NASM (Assembly) - Finding Null-terminated string length (x86 Win)

AceInfinity

Emeritus, Contributor
Joined
Feb 21, 2012
Posts
1,728
Location
Canada
Here's a quick implementation I wrote using nasm for finding the length of a local null terminated string, without calling the C function strlen().

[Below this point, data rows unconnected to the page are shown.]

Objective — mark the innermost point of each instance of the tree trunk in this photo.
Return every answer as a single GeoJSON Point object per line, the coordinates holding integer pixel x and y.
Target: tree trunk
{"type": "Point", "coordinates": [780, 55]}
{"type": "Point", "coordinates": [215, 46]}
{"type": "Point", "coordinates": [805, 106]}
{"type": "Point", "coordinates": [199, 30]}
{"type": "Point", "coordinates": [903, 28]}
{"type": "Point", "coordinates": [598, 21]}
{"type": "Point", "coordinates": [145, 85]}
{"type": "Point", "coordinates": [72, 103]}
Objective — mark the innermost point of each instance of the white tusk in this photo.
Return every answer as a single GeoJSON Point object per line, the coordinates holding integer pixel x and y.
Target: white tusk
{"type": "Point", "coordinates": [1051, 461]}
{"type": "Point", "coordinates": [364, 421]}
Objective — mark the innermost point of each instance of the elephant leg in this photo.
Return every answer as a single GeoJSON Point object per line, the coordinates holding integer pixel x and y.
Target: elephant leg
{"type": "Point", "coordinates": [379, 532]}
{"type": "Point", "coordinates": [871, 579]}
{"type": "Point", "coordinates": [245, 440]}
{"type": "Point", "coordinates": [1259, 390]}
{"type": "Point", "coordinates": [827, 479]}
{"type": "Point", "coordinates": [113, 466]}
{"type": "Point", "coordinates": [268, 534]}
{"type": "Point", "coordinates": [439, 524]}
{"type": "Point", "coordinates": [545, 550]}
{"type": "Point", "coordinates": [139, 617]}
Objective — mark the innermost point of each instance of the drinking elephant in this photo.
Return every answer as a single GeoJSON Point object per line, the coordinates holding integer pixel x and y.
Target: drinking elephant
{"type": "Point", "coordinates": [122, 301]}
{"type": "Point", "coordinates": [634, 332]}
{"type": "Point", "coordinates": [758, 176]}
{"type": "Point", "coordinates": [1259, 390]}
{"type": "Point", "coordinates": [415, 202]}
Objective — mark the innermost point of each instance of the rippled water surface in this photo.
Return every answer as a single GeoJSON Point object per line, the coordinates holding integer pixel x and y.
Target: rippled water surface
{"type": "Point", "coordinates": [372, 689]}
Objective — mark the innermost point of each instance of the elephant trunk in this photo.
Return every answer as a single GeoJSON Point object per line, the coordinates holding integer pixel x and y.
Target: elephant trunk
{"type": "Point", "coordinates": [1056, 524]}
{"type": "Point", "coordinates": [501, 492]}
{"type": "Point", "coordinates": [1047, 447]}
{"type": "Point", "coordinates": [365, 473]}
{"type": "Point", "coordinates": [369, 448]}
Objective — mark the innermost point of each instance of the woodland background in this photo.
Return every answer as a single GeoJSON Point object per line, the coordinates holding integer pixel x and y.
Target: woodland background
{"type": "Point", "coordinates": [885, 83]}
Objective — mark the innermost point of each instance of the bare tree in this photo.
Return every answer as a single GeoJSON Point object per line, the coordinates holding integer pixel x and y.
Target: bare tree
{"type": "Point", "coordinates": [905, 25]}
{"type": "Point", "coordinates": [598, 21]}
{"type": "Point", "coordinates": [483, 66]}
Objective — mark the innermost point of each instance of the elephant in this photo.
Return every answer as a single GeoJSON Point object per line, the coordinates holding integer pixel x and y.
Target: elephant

The only C function used in this example is printf() to display the results to the console.

Code:
[NO-PARSE];----------------------------------------------------
; File:
;   code.asm
; 
; Description:
;   NASM implementation to find the length of a
;   local null-terminated string.
;
; nasm -f win32 code.asm -o code.o
; gcc -o main code.o 
;----------------------------------------------------

extern _printf ; C function

global _main

section .data
  mystr: db 'testing', 0
  format: db 'length (%s) => %u', 10, 0

section .text
_main:
  push dword mystr
  call strlen
  add esp, byte 4
  push eax
  push dword mystr
  push dword format
  call _printf 
  add esp, byte 12
  ret

strlen:
  mov ebx, [esp + 4]
  mov ecx, 0
  .next:
  cmp byte [ebx], 0
  jz .exit_loop
  inc ebx
  inc ecx
  jmp .next
  .exit_loop:
  mov eax, ecx
  ret[/NO-PARSE]

Written for 32-bit Windows.
 
I know a bit about x64 as well. Theres a few key differences especially in regards to function calls and registers.
 
Cool.

Yeah, there's not too much that requires much thought process despite the full registers/64 bit operations being r prefixed as opposed to e. Similar with integer registers also, I guess.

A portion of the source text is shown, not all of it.